I love burying myself in a novel, but equally I love the sharp intake of breath an effective short story can produce in a reader. I’m reading New Australian Stories 2 (Scribe) at the moment and dipping in to the myriad worlds of others has a satisfying and voyeuristic thrill. My writing teachers at RMIT always suggested ‘dive right in to the action’ when you write a short story, and the pull of explosive dialogue or a character’s unenviable position has me, as a reader, right on the edge of my seat. With this collection, I sometimes have to close my eyes because I don’t want to face what I think will occur next.

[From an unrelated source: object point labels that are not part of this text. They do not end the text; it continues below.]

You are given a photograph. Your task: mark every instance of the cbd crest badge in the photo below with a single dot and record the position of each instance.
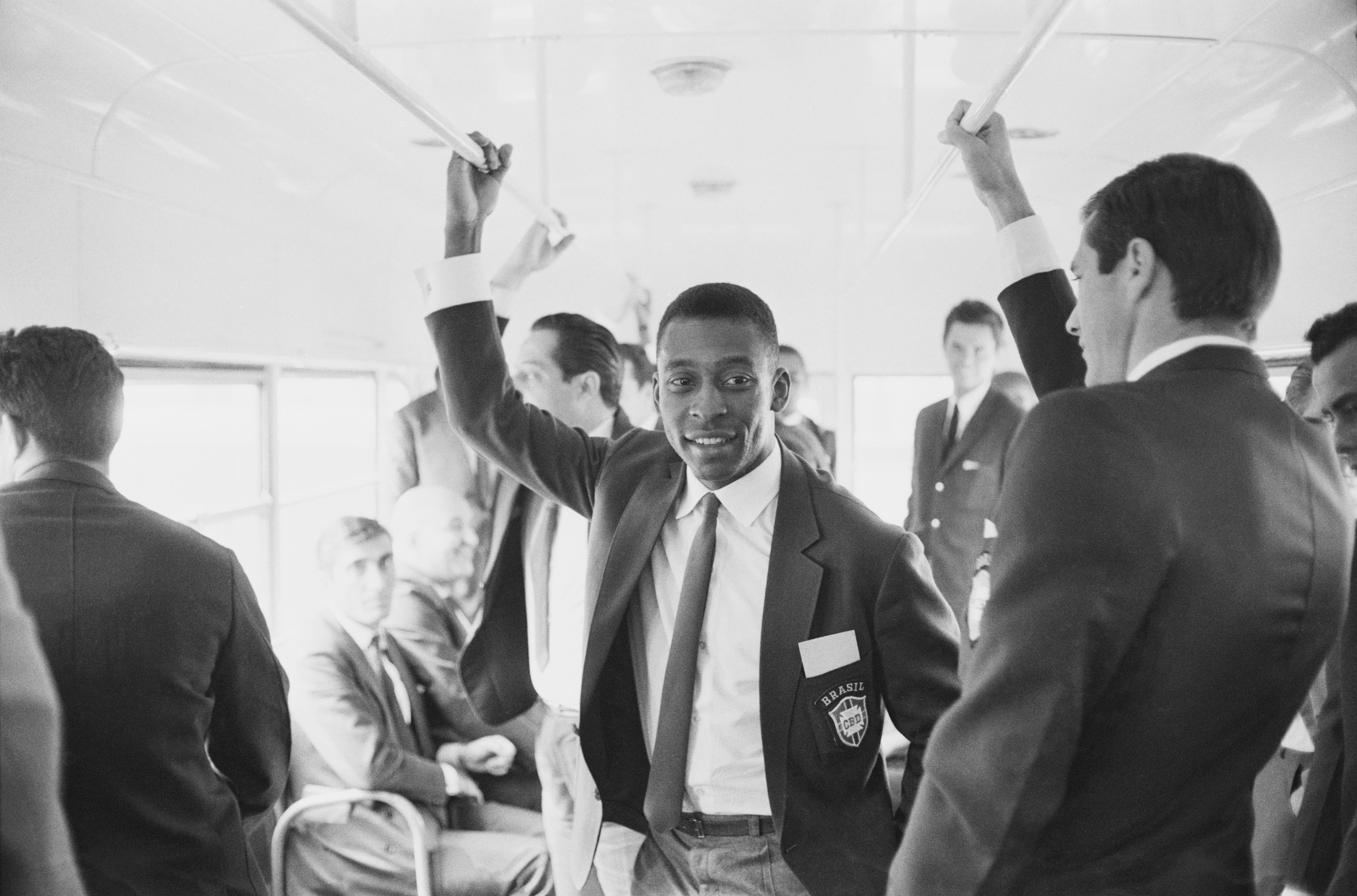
(846, 707)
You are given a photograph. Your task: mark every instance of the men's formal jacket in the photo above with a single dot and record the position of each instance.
(428, 629)
(955, 494)
(174, 709)
(1172, 565)
(496, 661)
(348, 735)
(834, 567)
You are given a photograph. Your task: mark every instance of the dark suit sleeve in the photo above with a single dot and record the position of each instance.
(401, 472)
(250, 735)
(554, 460)
(1037, 308)
(1079, 565)
(344, 723)
(918, 639)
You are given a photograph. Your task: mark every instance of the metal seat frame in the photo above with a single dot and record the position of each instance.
(279, 849)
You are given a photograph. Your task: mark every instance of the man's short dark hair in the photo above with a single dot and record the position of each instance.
(1332, 331)
(1210, 226)
(722, 302)
(972, 311)
(584, 345)
(346, 531)
(642, 368)
(63, 388)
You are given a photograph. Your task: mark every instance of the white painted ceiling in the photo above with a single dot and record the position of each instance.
(229, 112)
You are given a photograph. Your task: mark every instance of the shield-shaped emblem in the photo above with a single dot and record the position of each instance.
(850, 719)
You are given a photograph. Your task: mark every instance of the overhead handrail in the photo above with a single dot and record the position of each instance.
(1035, 37)
(389, 83)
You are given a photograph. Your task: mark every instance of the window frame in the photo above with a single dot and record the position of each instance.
(268, 375)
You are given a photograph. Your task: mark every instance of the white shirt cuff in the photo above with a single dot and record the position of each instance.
(461, 281)
(1025, 249)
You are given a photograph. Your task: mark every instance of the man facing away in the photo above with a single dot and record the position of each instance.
(363, 718)
(1172, 562)
(174, 709)
(748, 617)
(960, 448)
(1324, 856)
(811, 441)
(531, 645)
(436, 611)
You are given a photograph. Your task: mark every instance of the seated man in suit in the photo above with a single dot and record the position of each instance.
(436, 611)
(174, 709)
(1172, 563)
(36, 856)
(960, 448)
(732, 741)
(363, 719)
(813, 442)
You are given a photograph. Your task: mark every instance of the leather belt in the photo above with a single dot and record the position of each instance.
(703, 826)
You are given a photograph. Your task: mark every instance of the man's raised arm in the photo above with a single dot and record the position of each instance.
(552, 459)
(1037, 300)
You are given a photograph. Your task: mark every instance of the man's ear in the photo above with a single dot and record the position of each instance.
(781, 389)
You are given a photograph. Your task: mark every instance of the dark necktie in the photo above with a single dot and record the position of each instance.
(670, 762)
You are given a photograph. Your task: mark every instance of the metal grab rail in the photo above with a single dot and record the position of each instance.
(279, 849)
(1039, 30)
(386, 81)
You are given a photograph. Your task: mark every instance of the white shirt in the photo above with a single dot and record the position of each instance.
(965, 406)
(558, 684)
(725, 752)
(1025, 249)
(363, 636)
(725, 749)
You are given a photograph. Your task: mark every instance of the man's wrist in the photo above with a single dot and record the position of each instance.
(462, 239)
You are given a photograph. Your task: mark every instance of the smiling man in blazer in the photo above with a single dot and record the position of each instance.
(737, 734)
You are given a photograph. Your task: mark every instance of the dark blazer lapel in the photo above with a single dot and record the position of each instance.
(789, 609)
(975, 430)
(638, 528)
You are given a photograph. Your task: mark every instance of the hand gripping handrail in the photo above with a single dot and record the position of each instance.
(1039, 30)
(386, 81)
(279, 849)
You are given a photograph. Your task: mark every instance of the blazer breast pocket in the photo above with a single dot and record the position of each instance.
(845, 712)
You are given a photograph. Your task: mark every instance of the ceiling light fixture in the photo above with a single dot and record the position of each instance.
(691, 76)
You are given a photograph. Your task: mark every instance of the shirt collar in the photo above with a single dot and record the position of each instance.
(968, 403)
(746, 498)
(360, 634)
(1181, 348)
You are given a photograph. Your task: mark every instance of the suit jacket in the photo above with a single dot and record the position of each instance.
(158, 647)
(427, 628)
(960, 493)
(1172, 562)
(36, 856)
(496, 663)
(835, 567)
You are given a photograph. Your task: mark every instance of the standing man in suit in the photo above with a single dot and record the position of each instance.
(174, 709)
(36, 856)
(438, 608)
(735, 735)
(530, 650)
(813, 442)
(960, 448)
(363, 718)
(1324, 853)
(1172, 563)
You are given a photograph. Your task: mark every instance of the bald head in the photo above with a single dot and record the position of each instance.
(435, 533)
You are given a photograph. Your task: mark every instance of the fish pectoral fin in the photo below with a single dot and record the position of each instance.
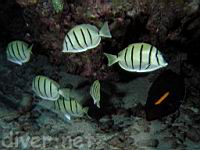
(112, 59)
(105, 31)
(67, 116)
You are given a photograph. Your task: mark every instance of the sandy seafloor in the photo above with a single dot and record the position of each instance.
(40, 128)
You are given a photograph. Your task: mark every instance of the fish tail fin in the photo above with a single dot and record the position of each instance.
(112, 59)
(30, 48)
(65, 92)
(85, 110)
(104, 31)
(98, 104)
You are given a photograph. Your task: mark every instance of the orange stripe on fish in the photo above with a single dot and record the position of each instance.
(162, 98)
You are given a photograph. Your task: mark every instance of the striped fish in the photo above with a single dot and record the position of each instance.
(70, 107)
(18, 52)
(95, 92)
(138, 57)
(83, 37)
(48, 89)
(58, 5)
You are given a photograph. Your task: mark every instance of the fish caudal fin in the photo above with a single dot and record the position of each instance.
(85, 110)
(105, 32)
(30, 48)
(65, 93)
(98, 104)
(112, 59)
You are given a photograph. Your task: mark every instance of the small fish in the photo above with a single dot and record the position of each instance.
(58, 5)
(95, 92)
(83, 37)
(70, 107)
(18, 52)
(48, 89)
(165, 95)
(138, 57)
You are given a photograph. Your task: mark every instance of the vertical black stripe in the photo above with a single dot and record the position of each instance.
(18, 51)
(141, 56)
(39, 86)
(157, 56)
(9, 53)
(77, 40)
(64, 105)
(66, 44)
(59, 105)
(13, 51)
(23, 51)
(149, 61)
(35, 83)
(71, 105)
(76, 107)
(90, 36)
(45, 88)
(132, 56)
(70, 42)
(50, 89)
(125, 56)
(84, 38)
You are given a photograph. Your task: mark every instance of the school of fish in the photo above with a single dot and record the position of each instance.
(137, 57)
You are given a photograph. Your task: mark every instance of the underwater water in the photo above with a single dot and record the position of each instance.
(99, 74)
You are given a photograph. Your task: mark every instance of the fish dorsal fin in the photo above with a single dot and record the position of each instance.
(65, 92)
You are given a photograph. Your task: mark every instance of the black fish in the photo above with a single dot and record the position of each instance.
(165, 95)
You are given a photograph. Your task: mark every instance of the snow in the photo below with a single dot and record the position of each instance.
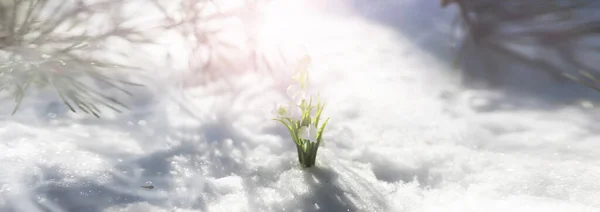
(403, 136)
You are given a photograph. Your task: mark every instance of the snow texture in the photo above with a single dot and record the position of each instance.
(403, 136)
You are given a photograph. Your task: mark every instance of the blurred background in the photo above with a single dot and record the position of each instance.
(536, 49)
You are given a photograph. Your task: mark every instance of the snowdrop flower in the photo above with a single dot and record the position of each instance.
(308, 133)
(296, 94)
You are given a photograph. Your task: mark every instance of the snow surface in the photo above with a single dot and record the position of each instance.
(404, 136)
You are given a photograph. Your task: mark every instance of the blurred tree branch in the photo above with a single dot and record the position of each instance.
(61, 44)
(564, 28)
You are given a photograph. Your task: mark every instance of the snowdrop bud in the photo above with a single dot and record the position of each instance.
(296, 94)
(280, 110)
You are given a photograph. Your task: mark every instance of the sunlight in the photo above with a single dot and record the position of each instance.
(287, 27)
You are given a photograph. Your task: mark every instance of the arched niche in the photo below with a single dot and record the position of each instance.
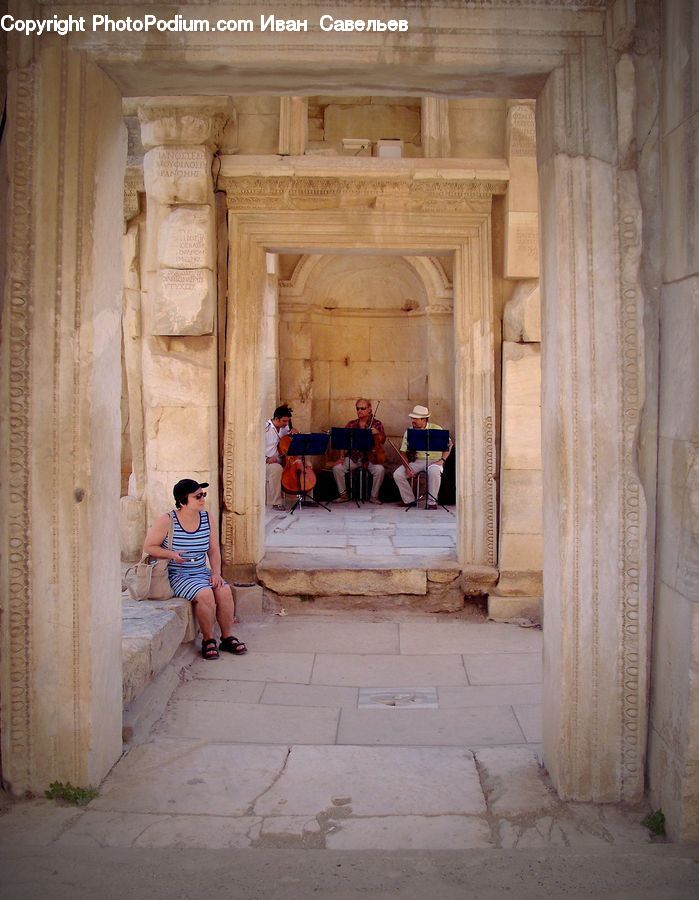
(379, 326)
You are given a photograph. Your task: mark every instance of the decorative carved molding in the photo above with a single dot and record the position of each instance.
(300, 192)
(17, 724)
(630, 361)
(489, 456)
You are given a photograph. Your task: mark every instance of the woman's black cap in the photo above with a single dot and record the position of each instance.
(186, 486)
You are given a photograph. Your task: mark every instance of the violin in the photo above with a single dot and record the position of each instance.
(297, 478)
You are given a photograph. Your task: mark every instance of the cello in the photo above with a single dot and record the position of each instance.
(377, 455)
(298, 476)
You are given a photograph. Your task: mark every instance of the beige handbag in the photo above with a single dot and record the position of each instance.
(148, 579)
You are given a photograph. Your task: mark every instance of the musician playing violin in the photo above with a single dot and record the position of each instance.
(365, 419)
(435, 462)
(275, 428)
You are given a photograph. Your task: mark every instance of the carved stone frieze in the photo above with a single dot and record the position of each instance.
(633, 519)
(17, 328)
(288, 192)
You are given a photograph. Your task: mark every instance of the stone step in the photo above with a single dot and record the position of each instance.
(152, 632)
(290, 580)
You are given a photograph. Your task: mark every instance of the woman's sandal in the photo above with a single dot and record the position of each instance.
(232, 645)
(208, 649)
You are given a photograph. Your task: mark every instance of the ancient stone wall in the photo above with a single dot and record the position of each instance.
(674, 735)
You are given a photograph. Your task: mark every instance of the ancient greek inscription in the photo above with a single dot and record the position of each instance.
(190, 249)
(176, 163)
(522, 132)
(527, 240)
(183, 281)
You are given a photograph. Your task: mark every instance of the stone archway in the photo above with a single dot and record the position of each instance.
(277, 225)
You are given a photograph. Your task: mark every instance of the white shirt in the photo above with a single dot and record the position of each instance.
(272, 437)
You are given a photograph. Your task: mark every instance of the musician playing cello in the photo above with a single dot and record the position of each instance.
(275, 428)
(365, 419)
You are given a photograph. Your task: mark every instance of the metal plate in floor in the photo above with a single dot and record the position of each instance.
(398, 698)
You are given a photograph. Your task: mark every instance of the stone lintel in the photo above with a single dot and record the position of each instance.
(471, 170)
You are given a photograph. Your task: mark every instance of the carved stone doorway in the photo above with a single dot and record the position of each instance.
(276, 224)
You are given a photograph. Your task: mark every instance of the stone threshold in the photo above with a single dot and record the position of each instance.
(157, 647)
(290, 580)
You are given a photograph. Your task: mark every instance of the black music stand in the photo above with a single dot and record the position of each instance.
(351, 440)
(304, 445)
(426, 440)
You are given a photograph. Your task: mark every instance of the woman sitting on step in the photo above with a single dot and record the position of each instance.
(193, 540)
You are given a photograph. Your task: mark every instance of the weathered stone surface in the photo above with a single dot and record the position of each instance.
(185, 302)
(286, 580)
(522, 245)
(132, 527)
(513, 782)
(410, 832)
(478, 579)
(248, 601)
(374, 781)
(522, 317)
(185, 240)
(151, 636)
(178, 174)
(182, 439)
(509, 608)
(184, 120)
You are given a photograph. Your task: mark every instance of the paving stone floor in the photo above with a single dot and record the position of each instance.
(343, 731)
(373, 536)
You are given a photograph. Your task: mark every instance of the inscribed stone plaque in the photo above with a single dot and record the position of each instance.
(521, 131)
(522, 245)
(184, 302)
(184, 239)
(178, 174)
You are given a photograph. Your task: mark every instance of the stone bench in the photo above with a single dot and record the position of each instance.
(157, 645)
(152, 632)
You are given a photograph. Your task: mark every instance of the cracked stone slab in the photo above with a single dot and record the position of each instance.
(310, 695)
(505, 668)
(409, 833)
(118, 829)
(254, 666)
(190, 778)
(223, 690)
(471, 727)
(250, 723)
(514, 782)
(292, 579)
(289, 635)
(398, 671)
(530, 718)
(491, 695)
(375, 781)
(468, 637)
(36, 822)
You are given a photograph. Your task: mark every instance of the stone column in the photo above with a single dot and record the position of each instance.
(521, 539)
(60, 675)
(293, 126)
(596, 557)
(521, 201)
(674, 736)
(435, 127)
(180, 373)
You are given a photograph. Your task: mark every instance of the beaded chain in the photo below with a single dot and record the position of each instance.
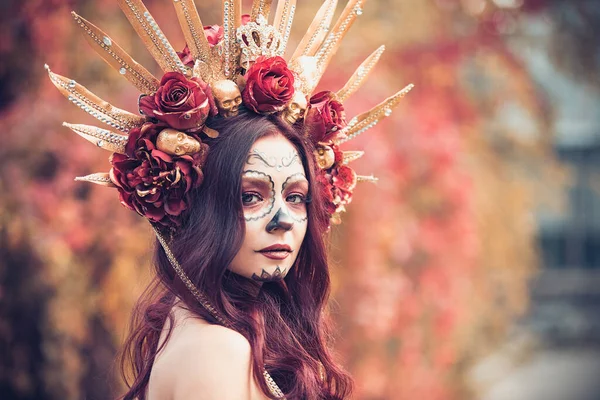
(202, 299)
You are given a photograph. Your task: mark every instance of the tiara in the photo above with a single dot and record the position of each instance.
(158, 153)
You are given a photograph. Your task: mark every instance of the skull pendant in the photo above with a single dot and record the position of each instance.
(176, 143)
(325, 156)
(228, 97)
(296, 108)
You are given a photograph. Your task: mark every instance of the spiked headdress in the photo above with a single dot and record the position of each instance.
(221, 67)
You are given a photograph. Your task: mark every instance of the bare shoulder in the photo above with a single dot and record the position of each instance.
(203, 361)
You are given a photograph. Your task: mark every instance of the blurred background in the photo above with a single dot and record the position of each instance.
(470, 271)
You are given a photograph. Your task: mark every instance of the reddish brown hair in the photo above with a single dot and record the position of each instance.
(285, 323)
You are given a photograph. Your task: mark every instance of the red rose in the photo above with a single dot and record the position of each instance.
(269, 87)
(183, 104)
(214, 34)
(325, 117)
(153, 183)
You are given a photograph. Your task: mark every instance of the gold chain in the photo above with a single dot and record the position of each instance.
(271, 384)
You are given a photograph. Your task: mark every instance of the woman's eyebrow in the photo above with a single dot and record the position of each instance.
(298, 178)
(257, 177)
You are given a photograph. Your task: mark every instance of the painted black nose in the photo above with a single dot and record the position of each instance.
(281, 220)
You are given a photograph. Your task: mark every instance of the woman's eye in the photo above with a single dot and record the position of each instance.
(249, 199)
(296, 199)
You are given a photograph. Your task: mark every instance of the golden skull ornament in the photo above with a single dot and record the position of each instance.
(228, 97)
(177, 143)
(296, 108)
(325, 156)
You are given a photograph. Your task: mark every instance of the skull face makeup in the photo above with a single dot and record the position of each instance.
(274, 196)
(296, 109)
(325, 156)
(176, 143)
(228, 97)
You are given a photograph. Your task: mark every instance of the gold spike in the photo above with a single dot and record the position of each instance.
(370, 178)
(284, 17)
(116, 57)
(99, 178)
(369, 119)
(353, 9)
(152, 36)
(193, 30)
(103, 138)
(94, 105)
(350, 156)
(260, 7)
(315, 34)
(360, 76)
(232, 19)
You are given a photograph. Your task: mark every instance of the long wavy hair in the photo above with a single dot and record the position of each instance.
(285, 323)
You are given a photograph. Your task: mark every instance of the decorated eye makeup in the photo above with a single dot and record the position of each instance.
(258, 195)
(294, 190)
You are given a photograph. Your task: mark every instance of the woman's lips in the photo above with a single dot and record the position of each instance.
(275, 255)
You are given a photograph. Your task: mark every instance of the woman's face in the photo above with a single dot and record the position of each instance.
(274, 193)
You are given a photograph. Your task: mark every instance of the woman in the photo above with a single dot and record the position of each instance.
(273, 300)
(240, 198)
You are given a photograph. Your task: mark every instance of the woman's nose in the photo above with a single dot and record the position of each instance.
(281, 220)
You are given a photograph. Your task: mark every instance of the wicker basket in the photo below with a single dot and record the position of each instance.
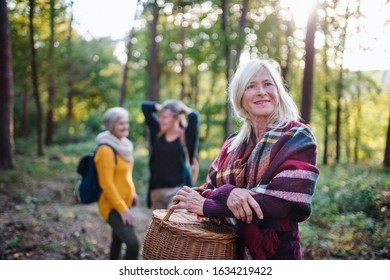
(183, 237)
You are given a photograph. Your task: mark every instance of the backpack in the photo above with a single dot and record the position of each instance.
(88, 189)
(194, 167)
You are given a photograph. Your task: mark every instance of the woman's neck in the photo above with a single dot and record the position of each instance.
(173, 134)
(259, 129)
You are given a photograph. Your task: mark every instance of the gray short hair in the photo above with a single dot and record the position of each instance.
(177, 109)
(112, 115)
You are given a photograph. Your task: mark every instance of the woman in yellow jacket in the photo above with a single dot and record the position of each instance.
(115, 178)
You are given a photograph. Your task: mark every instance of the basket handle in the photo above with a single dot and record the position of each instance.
(166, 218)
(170, 211)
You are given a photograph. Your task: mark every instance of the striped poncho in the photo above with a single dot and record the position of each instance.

I’ve always had a fascination for American culture and writing, so I try to keep up with the US book and short story market. I purchase books not available here from Amazon (apologies to all local independent bookstores) and keep a close eye on The New Yorker. I also subscribe to the brilliant One Story, a non-profit literary magazine that mails one short story to subscribers every three weeks. This year I’ve had significant reading mileage out of The New Yorker’s ’20 under 40’, which in their own words, ‘features twenty young writers who capture the inventiveness and the vitality of contemporary American fiction’. Some of these writers are already household names (Jonathan Safran Foer, Nicole Krauss, Wells Tower) but the discovery of Sarah Shun-lien Bynum led me to her book of interconnected stories about a young middle-school English teacher titled Ms Hempel Chronicles. The wisdom and pathos in these pages puts it into my top three this year. My other belated discovery was the Chinese-American author Yiyun Li. I was fortunate to be able to review her outstanding book of short stories Gold Boy, Emerald Girl for Readings Monthly, and her writing is absorbing and beautiful as she charts the lives of people coming to terms with the modern age in China.

I find a lot to be excited about in Australian publishing. Literary journals seem to be flourishing, and small presses such as Sleepers and Affirm Press are on the rise. More writers are focusing on the ‘city’ as a location for their characters, which I enjoy. Interestingly, novels seem to becoming shorter and short stories longer. I like the fact that journals are making room for stories up to 5000 words. And that both traditional publishers and small presses are publishing my current favourite form – collections of interlinked short stories. In the past two years I’ve read some brilliant examples of these. Patrick Cullen’s What Came Between and more recently Gretchen Shirm’s Having Cried Wolf.